Protein sliding and hopping kinetics on DNA

Abstract

Using Monte Carlo simulations, we deconvolved the sliding and hopping kinetics of GFP-LacI proteins on elongated DNA from their experimentally observed seconds-long diffusion trajectories. Our simulations suggest the following results: (i) in each diffusion trajectory, a protein makes on average hundreds of alternating slides and hops with a mean sliding time of several tens of milliseconds; (ii) sliding dominates the root-mean-square displacement of fast diffusion trajectories, whereas hopping dominates slow ones; (iii) flow and variations in salt concentration have limited effects on hopping kinetics, while in vivo DNA configuration is not expected to influence sliding kinetics; and (iv) the rate of occurrence for hops longer than 200 nm agrees with experimental data for EcoRV proteins.

FIG. 1

(Color online) Schematics of a diffusion trajectory showing a protein initially binding to DNA, proceeding to slide (light disks) and hop (dark disks), and finally permanently dissociating from DNA. This example diffusion trajectory has two discernible hops.

FIG. 2

(Color online) Determination of protein-DNA association. The gray (open) circle marks the effective protein-DNA binding distance.

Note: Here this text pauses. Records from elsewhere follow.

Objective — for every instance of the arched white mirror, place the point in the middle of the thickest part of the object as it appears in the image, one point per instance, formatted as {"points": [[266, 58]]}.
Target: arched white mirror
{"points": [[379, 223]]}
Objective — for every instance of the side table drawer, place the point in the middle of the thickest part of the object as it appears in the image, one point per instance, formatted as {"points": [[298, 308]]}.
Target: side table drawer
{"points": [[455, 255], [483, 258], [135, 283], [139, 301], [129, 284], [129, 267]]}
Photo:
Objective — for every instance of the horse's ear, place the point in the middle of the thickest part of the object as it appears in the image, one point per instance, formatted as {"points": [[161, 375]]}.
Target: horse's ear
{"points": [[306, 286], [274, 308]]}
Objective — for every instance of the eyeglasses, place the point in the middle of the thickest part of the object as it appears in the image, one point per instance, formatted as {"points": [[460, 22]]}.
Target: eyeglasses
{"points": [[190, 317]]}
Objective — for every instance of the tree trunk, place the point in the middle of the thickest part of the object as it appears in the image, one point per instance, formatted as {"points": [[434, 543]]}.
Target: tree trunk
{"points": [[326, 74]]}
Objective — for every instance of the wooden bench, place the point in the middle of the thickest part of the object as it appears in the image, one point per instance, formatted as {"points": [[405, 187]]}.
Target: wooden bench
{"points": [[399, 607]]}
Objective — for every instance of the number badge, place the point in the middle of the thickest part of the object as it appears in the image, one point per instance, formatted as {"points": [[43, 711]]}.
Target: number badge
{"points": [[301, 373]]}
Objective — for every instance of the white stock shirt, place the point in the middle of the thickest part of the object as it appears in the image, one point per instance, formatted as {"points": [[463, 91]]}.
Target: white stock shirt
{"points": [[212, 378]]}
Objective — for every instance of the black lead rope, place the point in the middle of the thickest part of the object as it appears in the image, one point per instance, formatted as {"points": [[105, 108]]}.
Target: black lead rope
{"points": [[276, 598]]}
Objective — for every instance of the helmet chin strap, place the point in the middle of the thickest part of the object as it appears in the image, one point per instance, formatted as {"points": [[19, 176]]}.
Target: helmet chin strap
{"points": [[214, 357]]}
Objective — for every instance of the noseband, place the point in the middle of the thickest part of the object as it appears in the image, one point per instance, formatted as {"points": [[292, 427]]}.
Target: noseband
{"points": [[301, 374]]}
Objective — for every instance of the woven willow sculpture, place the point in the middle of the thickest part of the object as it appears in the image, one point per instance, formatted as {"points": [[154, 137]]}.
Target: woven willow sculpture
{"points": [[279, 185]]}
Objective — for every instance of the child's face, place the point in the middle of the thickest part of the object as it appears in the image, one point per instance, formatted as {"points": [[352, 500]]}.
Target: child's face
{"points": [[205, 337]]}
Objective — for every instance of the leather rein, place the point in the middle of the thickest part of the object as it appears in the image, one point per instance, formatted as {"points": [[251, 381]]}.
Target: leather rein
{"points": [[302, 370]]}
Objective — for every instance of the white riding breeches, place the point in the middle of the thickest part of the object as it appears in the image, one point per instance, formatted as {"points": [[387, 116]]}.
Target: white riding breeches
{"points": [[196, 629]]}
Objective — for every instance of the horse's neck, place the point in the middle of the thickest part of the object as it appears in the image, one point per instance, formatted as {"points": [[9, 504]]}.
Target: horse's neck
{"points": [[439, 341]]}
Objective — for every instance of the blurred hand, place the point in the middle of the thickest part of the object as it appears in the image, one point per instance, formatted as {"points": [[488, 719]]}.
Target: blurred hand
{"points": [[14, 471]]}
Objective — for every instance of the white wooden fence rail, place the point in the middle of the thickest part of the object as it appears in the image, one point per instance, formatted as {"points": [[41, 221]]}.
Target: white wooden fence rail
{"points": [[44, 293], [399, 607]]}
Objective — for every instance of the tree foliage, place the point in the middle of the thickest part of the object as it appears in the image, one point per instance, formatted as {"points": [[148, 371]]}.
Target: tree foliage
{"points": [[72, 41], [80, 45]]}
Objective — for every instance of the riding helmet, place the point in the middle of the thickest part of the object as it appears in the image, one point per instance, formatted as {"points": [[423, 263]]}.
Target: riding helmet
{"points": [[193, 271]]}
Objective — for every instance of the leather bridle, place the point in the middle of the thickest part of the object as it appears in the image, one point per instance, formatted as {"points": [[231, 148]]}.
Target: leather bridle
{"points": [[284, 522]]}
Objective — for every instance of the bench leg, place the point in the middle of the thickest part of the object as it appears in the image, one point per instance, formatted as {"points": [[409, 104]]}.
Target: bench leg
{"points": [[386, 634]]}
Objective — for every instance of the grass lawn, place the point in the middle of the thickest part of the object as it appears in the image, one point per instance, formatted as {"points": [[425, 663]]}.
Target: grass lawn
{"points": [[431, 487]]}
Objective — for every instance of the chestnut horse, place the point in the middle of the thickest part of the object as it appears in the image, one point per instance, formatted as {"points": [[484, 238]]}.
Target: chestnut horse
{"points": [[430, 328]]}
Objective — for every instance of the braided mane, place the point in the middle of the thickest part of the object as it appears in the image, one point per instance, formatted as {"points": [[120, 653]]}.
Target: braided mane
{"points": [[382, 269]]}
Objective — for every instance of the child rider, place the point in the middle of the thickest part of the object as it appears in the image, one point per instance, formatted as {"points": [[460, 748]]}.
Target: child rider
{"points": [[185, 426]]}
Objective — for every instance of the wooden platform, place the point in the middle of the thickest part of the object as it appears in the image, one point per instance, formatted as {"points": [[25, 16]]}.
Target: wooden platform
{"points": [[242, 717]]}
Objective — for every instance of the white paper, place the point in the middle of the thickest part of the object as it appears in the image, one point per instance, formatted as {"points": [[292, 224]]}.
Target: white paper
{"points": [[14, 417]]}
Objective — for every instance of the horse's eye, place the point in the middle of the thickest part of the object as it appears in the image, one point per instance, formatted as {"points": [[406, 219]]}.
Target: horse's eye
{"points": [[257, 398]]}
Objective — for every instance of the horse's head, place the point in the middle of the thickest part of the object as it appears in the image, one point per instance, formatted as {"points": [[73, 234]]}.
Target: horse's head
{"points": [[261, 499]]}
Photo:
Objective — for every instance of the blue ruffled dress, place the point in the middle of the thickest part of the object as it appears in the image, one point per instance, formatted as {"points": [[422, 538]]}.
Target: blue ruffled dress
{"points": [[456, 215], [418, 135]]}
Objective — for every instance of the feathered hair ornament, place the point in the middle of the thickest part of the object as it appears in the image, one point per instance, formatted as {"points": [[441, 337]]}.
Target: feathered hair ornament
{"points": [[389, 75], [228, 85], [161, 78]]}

The protein moves ballistically between consecutive steps.

FIG. 3

(Color online) (a) Distributions of hopping distances along DNA for δ = 0.267 Å and R = 4.2 (green, open circles) and 10.2 nm (red dots), and hopping height for R = 4.2 nm (gray line). (b) Distributions for number of steps per hop for R = 4.2 and 10.2 nm. (Inset) Distribution for total hopping displacement per diffusion trajectory and Gaussian fit (solid line). (c) Number of hops per diffusion trajectory longer than 0.25 Å, and up to hops longer than 800 nm, for R = 4.2 and 10.2 nm. The crosses are experimental data for EcoRV proteins, where the occurrence rate of hops per diffusion trajectory longer than 200 nm are 0.06, 0.1, and 0.16 (the 0.15 value was omitted for clarity) [15]. (d) GFP-LacI total diffusion time t distribution (from experimental data in Ref. [3]). The mean of the exponential fit (solid line) is 10.4 s.

FIG. 4

(Color online) Distribution of number of hops per diffusion trajectory. The results of 4 × 10⁵ individual hopping simulations constitute a total of 763 protein diffusion trajectories such that 526 hops occur on average per trajectory.

FIG. 5

(Color online) Distributions for number of hops per diffusion trajectory longer than 0.1, 0.34, 1, 5, 10, 20, 50, 100, 200, 300, 500, and 800 nm (top to bottom in a), (a) for R ranging from 4.2 to 10.2 nm (left to right) and (b) for R = 4.2 nm and δ = 0.267 (circles), 3.4 (empty squares), and 10.2 Å (crosses). (Inset) Hopping distance distributions for the three δ values.